By Alicia Wallace, Camera Business Writer
Boulder served as the birthplace for the definition of “network neutrality.”
It was a discussion at a 2003 Silicon Flatirons conference that contributed to Columbia Law School professor Tim Wu’s coining of the concept of net neutrality – a regulatory regime designed to ensure open access to the Internet.
And in the wake of a significant federal court ruling last week affecting net neutrality, Boulder very well could play a role in how the open Internet is governed in the future.
Federal Communications Chairman Tom Wheeler and Maureen Ohlhausen, commissioner of the Federal Trade Commission, are scheduled to speak next month at the annual Digital Broadband Conference hosted by the University of Colorado’s Silicon Flatirons Center for Law, Technology and Entrepreneurship.
The two-day conference on Internet protocol and policy – an event in which Wheeler is slated to deliver the closing keynote speech – was scheduled well before the U.S. Court of Appeals for the District of Columbia struck down portions of the Federal Communications Commission’s Open Internet Order.
Last week in a case brought by Verizon Wireless against the FCC, a three-judge appeals court panel ruled 2-1 that FCC overstepped its bounds by imposing regulations on service providers and basing those regulations on existing common carrier obligations.
When the FCC chose to not define broadband and wireless service providers as telecommunications carriers, those Internet service providers were thus exempted from existing telecommunications laws, Judge David Tatel wrote on behalf of the panel.
“That said, even though the commission has general authority to regulate in this arena, it may not impose requirements that contravene express statutory mandates,” Tatel wrote.
Last week’s ruling could result in broadband providers charging “edge providers” such as YouTube and Google to deliver priority services, said Philip J. Weiser, dean of CU’s Law School.
“Traditionally, under telecommunication law, you could charge someone for a service, but you would need to provide it on non-discriminatory basis for all,” Weiser said. “What the FCC did here was a step beyond that, banning an entire class of services – prioritized Internet offerings.”
The FCC’s Wheeler has said the commission is considering an appeal.
U.S. Rep.
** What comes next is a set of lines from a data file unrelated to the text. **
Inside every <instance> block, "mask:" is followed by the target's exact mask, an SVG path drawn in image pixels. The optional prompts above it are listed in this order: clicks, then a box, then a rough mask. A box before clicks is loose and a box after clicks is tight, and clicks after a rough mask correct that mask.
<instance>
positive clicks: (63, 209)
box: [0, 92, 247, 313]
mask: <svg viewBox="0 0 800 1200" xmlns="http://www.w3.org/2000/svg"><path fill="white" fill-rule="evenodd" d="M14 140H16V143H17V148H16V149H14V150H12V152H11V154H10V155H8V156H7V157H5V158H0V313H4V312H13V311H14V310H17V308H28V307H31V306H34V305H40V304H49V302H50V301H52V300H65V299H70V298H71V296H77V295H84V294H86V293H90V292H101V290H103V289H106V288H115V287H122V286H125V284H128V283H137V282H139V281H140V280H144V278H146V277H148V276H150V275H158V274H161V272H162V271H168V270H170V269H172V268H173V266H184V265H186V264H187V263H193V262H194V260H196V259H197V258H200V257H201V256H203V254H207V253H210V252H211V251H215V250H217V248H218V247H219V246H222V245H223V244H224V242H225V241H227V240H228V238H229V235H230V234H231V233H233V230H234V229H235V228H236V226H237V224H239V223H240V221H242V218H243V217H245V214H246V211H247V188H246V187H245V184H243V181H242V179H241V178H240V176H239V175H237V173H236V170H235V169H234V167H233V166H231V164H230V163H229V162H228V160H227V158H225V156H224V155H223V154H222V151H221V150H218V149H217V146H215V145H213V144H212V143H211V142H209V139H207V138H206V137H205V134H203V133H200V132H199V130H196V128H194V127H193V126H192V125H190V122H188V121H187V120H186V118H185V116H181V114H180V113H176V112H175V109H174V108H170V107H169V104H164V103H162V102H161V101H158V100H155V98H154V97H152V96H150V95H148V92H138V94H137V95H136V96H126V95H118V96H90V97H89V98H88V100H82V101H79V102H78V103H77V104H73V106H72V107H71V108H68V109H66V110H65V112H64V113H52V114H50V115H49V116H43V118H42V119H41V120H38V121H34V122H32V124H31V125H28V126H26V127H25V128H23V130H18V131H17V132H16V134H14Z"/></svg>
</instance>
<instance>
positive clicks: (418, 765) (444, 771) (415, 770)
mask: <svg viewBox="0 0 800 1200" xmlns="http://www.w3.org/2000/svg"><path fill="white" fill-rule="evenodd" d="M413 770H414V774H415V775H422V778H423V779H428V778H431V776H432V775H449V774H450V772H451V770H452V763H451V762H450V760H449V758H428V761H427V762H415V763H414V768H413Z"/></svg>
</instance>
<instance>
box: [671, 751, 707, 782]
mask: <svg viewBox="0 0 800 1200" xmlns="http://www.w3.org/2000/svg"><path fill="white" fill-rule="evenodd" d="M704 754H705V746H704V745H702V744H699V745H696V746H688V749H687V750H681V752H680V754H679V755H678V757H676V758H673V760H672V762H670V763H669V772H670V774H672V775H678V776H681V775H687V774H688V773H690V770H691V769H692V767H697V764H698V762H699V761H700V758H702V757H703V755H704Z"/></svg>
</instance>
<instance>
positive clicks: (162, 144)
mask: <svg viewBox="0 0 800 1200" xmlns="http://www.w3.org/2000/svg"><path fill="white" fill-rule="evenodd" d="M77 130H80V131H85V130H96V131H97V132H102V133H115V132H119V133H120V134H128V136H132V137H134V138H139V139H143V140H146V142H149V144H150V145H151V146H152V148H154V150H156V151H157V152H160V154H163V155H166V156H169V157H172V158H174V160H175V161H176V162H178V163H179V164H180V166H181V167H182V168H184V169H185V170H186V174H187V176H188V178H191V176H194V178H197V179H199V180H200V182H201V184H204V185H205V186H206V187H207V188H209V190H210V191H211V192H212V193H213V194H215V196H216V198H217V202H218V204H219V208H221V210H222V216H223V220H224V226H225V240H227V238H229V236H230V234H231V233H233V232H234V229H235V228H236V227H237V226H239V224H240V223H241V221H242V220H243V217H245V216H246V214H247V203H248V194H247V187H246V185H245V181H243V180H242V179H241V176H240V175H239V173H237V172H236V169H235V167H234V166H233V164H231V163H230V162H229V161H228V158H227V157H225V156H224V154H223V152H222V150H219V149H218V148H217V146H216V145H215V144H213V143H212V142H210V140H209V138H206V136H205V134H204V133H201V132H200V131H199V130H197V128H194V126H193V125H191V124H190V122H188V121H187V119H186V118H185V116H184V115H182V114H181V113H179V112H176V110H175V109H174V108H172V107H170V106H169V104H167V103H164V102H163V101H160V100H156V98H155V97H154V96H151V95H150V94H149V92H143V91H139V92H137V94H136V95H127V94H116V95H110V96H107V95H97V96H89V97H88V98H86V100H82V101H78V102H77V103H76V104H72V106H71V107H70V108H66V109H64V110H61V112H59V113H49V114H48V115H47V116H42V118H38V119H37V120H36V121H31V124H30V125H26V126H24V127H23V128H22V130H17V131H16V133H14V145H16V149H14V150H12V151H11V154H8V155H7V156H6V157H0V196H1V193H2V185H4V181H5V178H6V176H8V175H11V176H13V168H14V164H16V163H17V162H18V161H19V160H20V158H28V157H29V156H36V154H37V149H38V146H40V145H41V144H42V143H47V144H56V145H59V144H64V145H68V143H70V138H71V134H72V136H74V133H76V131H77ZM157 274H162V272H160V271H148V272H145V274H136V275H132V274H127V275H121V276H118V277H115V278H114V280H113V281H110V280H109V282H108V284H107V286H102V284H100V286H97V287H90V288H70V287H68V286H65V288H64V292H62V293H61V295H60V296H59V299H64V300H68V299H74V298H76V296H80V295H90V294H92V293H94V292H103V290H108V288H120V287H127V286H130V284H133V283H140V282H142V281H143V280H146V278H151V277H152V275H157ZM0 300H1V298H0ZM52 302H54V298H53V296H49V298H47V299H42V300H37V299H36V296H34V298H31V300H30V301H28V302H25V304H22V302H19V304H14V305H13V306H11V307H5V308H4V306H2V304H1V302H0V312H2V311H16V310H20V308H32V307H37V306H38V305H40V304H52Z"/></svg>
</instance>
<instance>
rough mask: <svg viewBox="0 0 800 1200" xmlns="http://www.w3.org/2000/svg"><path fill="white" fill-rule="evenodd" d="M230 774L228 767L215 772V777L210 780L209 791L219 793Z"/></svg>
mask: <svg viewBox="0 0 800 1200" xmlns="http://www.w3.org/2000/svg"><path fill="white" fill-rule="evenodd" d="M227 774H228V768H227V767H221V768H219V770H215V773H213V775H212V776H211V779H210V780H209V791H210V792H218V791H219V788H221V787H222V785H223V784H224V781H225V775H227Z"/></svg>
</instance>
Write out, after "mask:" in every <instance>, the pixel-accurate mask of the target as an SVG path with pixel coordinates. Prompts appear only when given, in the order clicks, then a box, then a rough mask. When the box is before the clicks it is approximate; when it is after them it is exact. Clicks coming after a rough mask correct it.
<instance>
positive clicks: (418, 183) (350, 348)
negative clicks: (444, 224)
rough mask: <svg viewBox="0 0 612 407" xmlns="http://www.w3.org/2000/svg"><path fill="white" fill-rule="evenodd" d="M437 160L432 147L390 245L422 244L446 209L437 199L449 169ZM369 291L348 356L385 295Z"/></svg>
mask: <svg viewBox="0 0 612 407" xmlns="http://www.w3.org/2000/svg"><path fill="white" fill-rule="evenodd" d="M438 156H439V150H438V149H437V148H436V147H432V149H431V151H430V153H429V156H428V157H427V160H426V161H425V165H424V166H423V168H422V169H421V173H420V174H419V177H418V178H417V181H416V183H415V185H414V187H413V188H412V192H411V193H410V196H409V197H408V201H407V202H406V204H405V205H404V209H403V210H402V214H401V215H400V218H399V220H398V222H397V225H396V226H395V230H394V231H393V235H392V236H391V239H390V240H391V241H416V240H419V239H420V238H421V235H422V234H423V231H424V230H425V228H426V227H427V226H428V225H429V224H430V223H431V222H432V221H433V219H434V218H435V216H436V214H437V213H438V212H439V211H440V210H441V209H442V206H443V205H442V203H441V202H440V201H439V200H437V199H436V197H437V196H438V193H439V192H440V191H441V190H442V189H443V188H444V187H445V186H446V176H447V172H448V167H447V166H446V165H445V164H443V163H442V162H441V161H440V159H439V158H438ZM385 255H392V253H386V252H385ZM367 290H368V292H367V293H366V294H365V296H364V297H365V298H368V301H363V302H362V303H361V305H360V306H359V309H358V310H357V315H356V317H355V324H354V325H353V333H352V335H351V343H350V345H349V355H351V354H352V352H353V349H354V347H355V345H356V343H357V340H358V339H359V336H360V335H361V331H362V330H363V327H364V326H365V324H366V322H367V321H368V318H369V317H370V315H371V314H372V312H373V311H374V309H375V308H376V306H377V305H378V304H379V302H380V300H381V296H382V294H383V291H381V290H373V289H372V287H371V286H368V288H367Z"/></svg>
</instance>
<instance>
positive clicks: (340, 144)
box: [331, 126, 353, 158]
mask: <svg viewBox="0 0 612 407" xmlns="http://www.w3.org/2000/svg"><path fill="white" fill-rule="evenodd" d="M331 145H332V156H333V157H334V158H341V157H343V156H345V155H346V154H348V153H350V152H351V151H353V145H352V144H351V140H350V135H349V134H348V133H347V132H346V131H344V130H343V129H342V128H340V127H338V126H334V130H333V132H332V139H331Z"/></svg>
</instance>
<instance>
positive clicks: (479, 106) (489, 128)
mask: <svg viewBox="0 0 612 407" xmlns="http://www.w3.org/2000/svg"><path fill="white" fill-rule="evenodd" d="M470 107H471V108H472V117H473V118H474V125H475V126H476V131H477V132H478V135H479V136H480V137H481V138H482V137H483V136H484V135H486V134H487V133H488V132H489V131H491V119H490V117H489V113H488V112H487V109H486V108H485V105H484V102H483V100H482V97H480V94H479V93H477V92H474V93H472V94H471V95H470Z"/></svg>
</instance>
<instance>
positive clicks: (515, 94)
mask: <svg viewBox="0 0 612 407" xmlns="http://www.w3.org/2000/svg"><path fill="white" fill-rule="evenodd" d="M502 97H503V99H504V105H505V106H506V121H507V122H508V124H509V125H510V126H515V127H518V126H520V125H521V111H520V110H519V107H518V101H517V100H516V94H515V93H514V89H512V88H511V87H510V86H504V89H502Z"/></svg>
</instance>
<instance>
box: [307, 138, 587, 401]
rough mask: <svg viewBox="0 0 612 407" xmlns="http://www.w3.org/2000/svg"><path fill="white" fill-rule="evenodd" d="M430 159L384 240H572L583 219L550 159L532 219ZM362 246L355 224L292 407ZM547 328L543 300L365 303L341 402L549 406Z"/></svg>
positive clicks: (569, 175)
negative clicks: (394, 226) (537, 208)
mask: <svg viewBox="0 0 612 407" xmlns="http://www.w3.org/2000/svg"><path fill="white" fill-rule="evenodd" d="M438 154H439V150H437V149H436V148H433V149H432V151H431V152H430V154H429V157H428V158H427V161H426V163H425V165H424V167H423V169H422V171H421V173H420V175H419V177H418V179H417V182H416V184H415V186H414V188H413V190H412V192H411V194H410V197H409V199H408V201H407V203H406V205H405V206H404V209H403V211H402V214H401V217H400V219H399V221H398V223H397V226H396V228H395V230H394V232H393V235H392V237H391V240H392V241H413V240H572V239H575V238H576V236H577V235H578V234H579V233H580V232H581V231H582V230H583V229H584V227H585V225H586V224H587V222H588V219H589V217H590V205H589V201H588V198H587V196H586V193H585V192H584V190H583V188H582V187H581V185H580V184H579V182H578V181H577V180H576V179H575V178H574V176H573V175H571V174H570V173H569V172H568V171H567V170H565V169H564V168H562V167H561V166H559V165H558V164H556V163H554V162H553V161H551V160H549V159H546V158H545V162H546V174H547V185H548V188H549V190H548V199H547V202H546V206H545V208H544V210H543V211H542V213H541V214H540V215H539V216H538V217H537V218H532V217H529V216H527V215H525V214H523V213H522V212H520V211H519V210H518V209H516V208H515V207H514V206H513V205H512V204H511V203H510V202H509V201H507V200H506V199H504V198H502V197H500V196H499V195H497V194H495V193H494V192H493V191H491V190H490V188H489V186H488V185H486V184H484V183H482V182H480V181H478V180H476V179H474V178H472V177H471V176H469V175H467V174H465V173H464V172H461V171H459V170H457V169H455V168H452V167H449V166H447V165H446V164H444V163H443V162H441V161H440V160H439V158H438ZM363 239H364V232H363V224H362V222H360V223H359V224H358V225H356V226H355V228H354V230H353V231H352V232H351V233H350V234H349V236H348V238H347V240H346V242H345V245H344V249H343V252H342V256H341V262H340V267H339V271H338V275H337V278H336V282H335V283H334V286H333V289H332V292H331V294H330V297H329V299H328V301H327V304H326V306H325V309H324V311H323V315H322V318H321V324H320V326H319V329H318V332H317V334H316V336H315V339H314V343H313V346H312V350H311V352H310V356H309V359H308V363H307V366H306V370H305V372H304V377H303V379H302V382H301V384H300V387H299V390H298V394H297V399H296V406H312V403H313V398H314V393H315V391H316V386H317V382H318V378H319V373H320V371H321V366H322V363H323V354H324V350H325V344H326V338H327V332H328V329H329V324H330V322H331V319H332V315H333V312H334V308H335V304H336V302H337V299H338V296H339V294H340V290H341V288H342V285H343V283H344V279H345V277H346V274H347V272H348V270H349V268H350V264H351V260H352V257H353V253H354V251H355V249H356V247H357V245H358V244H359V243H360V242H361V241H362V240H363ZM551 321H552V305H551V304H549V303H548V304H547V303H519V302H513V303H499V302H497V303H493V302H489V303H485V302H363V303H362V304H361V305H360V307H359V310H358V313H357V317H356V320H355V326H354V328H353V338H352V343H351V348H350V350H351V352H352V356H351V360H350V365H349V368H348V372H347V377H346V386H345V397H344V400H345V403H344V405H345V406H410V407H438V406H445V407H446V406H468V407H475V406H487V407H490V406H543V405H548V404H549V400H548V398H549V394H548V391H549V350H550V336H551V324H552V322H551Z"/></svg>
Jared Polis, D-Boulder, expressed his concern about the ruling.
“I am highly troubled by the U.S. Court of Appeals for the District of Columbia’s recent decision striking down the FCC’s Open Internet Principles,” Polis said in a statement e-mailed to the Daily Camera. “As a member of the Internet community, I care deeply about protecting free and open access to the Internet and continue to support net neutrality in Congress today and look forward to trying to find a way in light of this ruling to move forward”
Last week’s ruling, however, did not kill the concept of an open Internet or the ability to innovate, Weiser said, noting the judges’ recognition that the FCC has “general authority to regulate.”
“Net neutrality is not dead,” Weiser said. “There is even good news in this ruling, and before anyone gets too panicked, I think you have to see what happens next. And there are a lot of scenarios.”
Weiser said he expects that broadband and wireless providers will be cautious in their adoption of paid services and related actions. He said he also expects for the FCC to go back to the drawing board and further clarify its approach to net neutrality.
Silicon Flatirons’ conference could help contribute to that conversation, he said.
“(The discussions at the conference) are going to get to the heart of these issues,” he said. “Another question is could the FTC and antitrust law play an adequate role? That’s another line of discussion that you can see happening …”
“I think it’s fair to say our discussion could influence the FCC.”